Dazu allerdings wäre schon reichlich Gelegenheit gewesen. Dem
Parlamentsbeschluss gingen monatelange kontroversen Diskussionen in der
Stadt voraus. In der SPD-Fraktion findet manch einer es denn auch etwas
„seltsam“, wie Böhrnsen nun gegen seine eigene Parlamentsmehrheit agiert.
Der grüne Fraktionschef Matthias Güldner sagte im Weser-Kurier, der
Bürgermeister vertrete „offenbar eine Einzelmeinung“. Seine Äußerungen
hätten nicht nur bei den Grünen „Befremden“ ausgelöst.
Auch die SPD-Fraktion erklärte umgehend, sie halte an ihrem Beschluss fest.

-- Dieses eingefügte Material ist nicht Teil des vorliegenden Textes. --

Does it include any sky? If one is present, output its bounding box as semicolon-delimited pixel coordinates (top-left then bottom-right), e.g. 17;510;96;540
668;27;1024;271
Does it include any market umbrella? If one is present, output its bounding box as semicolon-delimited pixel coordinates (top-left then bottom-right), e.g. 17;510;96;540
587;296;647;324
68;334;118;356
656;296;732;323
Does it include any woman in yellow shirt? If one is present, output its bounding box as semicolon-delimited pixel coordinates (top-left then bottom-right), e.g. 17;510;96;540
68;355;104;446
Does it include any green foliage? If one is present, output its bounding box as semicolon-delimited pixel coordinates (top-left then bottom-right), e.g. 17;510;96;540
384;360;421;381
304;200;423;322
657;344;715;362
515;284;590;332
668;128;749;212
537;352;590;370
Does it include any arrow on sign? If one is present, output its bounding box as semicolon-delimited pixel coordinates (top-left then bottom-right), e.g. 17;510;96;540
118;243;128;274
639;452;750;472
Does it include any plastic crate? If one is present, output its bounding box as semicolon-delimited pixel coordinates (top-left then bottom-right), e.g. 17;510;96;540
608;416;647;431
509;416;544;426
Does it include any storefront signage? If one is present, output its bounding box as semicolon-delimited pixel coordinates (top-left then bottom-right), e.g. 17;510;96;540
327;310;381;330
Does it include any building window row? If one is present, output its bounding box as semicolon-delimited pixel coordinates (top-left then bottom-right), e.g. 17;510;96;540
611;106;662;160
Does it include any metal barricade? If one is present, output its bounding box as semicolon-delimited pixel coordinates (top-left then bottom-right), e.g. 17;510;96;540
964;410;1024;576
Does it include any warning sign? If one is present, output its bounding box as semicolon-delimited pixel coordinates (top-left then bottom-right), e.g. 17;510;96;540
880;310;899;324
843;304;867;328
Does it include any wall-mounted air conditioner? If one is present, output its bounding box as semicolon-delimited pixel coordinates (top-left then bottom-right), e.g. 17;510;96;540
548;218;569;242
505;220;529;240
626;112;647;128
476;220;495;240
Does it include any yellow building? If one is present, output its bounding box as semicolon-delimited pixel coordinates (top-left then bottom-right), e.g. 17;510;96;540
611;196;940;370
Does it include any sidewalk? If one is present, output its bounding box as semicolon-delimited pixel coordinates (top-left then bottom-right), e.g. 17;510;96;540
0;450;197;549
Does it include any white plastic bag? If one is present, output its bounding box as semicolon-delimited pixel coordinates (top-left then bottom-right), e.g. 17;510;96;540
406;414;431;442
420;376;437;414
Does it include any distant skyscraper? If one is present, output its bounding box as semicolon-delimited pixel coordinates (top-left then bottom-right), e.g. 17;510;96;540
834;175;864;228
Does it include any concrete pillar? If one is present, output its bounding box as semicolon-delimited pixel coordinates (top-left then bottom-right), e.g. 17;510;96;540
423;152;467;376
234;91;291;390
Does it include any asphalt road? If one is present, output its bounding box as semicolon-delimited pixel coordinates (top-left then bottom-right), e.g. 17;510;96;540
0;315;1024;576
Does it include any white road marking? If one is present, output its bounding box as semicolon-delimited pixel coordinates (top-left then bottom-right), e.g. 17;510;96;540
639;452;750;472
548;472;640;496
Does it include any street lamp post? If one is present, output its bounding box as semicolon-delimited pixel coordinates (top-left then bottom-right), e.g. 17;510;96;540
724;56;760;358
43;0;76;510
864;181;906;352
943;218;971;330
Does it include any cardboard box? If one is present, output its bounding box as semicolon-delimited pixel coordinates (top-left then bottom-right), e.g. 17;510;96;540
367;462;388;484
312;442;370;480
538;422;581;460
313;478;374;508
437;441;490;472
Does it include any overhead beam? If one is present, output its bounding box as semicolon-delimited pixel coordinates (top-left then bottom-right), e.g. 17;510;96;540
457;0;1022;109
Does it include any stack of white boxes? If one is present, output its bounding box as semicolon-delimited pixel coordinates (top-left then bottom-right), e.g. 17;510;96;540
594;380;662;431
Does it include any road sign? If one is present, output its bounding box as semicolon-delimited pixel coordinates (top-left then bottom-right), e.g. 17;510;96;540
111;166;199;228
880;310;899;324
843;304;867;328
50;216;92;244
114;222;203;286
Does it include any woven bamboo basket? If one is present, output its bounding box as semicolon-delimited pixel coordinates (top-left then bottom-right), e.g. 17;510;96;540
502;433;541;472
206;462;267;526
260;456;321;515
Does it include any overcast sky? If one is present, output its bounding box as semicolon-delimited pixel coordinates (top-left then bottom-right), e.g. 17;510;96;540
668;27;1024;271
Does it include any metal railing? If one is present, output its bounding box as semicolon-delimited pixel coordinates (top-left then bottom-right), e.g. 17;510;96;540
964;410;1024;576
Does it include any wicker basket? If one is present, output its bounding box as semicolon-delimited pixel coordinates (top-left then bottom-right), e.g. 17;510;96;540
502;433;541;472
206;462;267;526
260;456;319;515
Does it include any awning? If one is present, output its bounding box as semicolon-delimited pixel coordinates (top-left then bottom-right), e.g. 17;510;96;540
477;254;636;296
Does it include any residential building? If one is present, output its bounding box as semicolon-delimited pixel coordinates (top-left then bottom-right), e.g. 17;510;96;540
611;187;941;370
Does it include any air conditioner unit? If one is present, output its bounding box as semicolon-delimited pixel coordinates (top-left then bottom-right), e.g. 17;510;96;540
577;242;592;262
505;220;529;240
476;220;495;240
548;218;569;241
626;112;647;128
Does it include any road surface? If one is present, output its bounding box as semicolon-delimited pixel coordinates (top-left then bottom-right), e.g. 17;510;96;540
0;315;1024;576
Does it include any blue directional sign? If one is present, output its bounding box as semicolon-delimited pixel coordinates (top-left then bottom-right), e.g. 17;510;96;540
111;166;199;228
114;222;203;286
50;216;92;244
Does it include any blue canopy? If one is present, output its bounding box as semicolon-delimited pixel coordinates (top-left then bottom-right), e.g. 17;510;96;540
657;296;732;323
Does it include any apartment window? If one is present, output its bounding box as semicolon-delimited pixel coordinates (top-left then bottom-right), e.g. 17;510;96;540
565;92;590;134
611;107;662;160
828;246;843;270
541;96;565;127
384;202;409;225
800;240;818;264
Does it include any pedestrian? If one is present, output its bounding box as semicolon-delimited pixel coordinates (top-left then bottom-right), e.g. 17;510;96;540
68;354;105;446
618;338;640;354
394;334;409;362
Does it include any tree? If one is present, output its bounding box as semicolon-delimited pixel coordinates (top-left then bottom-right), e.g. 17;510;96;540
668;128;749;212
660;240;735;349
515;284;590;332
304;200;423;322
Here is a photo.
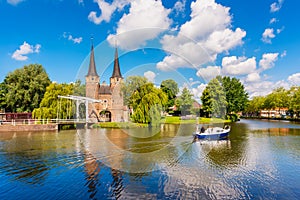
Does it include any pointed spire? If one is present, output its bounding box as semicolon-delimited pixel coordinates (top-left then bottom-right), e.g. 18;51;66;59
87;37;98;76
111;48;122;78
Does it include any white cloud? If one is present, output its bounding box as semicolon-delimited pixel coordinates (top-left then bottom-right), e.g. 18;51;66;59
276;27;284;34
205;28;246;53
88;0;131;24
144;71;156;83
269;18;278;24
11;42;41;61
157;0;246;70
288;73;300;85
246;72;260;82
222;56;256;75
259;53;279;70
63;32;82;44
7;0;25;6
78;0;84;5
173;0;186;14
191;83;207;100
107;0;171;49
280;50;287;58
262;28;275;43
197;66;221;82
270;0;284;12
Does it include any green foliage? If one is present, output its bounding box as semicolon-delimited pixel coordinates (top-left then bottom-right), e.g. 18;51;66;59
160;79;179;108
217;76;248;113
0;64;50;112
245;96;265;116
121;76;148;106
32;83;75;119
0;83;7;110
129;83;168;124
201;76;248;120
201;78;227;118
73;80;85;97
246;86;300;117
164;116;230;124
176;88;194;115
288;86;300;118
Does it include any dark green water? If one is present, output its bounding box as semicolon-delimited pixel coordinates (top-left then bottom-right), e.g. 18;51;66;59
0;120;300;199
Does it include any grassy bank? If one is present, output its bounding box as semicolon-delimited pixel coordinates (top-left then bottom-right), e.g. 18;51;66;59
161;117;230;124
93;117;230;129
93;122;148;128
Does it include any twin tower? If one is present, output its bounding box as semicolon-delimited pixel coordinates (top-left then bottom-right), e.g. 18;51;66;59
85;44;128;122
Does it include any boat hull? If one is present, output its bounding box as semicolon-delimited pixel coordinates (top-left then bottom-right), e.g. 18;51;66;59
195;131;229;140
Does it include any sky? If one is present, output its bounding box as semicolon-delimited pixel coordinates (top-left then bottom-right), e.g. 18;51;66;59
0;0;300;99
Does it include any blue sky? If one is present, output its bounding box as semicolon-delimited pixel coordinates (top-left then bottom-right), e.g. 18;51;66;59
0;0;300;98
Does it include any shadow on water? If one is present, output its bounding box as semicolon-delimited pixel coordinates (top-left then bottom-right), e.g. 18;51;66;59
193;123;248;168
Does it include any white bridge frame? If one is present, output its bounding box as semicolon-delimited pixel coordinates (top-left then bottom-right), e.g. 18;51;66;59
58;95;102;123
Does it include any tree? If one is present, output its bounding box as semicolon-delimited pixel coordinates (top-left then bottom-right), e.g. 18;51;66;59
32;83;75;119
160;79;179;108
201;78;227;118
0;83;7;110
176;88;194;115
288;86;300;117
73;80;85;97
121;76;148;106
129;83;167;123
3;64;51;112
245;96;266;117
217;76;248;114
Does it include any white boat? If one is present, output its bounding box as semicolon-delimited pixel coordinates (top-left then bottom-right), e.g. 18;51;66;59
194;125;230;140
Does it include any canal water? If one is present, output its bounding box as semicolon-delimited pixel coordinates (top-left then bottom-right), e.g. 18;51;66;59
0;120;300;199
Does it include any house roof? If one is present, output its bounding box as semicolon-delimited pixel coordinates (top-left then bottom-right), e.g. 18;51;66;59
99;85;111;94
87;44;98;76
111;48;122;78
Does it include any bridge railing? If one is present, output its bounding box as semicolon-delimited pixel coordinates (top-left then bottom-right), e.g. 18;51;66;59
0;119;86;125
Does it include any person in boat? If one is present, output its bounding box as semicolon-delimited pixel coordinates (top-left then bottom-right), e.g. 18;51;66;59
200;126;205;133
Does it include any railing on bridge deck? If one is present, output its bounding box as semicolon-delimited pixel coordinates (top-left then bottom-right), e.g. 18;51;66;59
0;119;90;125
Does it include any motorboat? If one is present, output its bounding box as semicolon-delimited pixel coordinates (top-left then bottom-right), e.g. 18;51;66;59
193;125;230;140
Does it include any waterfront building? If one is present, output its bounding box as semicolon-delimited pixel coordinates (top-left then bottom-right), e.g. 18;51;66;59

Nein, die Bedenken des Regierungschefs teile sie nicht. Sowohl bei der SPD
als auch bei den Grünen geht man davon aus, dass am Ende der Friedhofszwang
gelockert wird. Im Rathaus wollte man sich gestern nicht weiter äußern.
„Die Bürgerschaft hat einen Beschluss gefasst“ und die Verwaltung arbeite
nun an einer entsprechenden Vorlage. „Das ist der Stand“, sagte
Senatssprecher Hermann Kleen nur.
Mit der Reform würde auch in Bremen gelten, was in weiten Teilen Europas
lange Standard ist – offenbar ohne, dass die Würde leidet. Im christlich
geprägten Spanien kennt man keinen Friedhofszwang, in Frankreich, Irland
oder den Niederlanden auch nicht. In der Schweiz darf die Asche verstreut
werden, in den USA dürfen sterbliche Überresten im Wohnzimmer stehen.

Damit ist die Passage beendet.